Table: Permission requirements for relabeling a file. Additionally, the subject must possess Search permission to every directory in the path.
SOURCE TARGET PERMISSION
Subject SID File SID RelabelFrom
Subject SID New SID RelabelTo
File SID New SID Transition

The file server provides operations to relabel files and directories, since the relabel operation has the potential of being much more efficient than merely copying such objects into new objects with different labels. There are a couple of complications of relabeling. First, migrated permissions pertaining to the file may need to be revoked. For instance, changing the SID of a file may affect the permission to write to a file that is stored in a file description object. Hence, all such permissions are recomputed and revoked if necessary. Second, a relabeling operation cannot be simply controlled through the SID of the client subject and the SID of the file, but must also involve the newly requested SID. This is addressed by requiring three permissions for a relabel to complete, as shown in Table 8. The provision of a single relabel operation is also helpful from a policy flexibility perspective, since the policy logic can be directly expressed in terms of any of these three possible SID pairs. In contrast, implementing the same policy logic in terms of the permissions controlling operations involved in copying an object would be complicated by the much weaker coupling among the relevant SIDs.

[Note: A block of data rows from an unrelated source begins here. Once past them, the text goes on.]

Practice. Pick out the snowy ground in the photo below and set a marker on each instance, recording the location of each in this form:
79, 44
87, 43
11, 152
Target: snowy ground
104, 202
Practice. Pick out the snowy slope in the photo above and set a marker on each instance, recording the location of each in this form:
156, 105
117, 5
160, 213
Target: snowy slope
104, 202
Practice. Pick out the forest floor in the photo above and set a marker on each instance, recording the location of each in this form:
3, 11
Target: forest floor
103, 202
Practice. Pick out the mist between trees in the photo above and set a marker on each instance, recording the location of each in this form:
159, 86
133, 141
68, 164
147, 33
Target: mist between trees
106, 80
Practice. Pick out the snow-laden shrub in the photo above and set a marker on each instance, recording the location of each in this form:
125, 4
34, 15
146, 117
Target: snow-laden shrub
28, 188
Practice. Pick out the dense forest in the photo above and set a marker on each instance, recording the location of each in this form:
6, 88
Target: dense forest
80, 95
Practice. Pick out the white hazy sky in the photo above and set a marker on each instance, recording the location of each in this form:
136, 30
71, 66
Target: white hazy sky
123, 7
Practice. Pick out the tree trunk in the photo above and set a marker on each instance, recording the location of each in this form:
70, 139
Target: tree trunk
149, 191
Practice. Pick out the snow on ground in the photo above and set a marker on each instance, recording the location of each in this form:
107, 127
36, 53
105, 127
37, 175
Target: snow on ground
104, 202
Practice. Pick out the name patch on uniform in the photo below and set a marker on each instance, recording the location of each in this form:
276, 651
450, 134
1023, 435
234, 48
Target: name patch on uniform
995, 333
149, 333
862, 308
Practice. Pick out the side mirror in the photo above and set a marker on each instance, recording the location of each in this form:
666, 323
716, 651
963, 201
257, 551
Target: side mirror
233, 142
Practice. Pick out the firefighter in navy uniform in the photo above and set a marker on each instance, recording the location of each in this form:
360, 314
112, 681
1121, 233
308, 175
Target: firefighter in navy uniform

The file server design proposes the use of the Flask architecture's polyinstantiation support for security union directories (SUDs); however, the design for SUDs has not yet been implemented. SUDs are a generalization of the partitioned directory approach taken by multi-level secure Unix systems for dealing with /tmp. The SUD mechanism is designed to use the polyinstantiation support to determine the preferred member directory for each client to access by default. However, unlike the simple partitioned directory approach, the SUD mechanism provides a unified view of all accessible members within the polyinstantiated directory to clients based upon access decisions between the client and the member directories.

As was noted in Section 3.2, file server operations provide a simple example of the problems with implementing security controls at the server's external interface. The Flask file server draws its file system implementation from the OSKit  [12] whose exported COM interfaces are similar to the internal VFS interface [27] used by many Unix file systems. It was possible to implement the Flask security controls at that interface where these problems do not exist.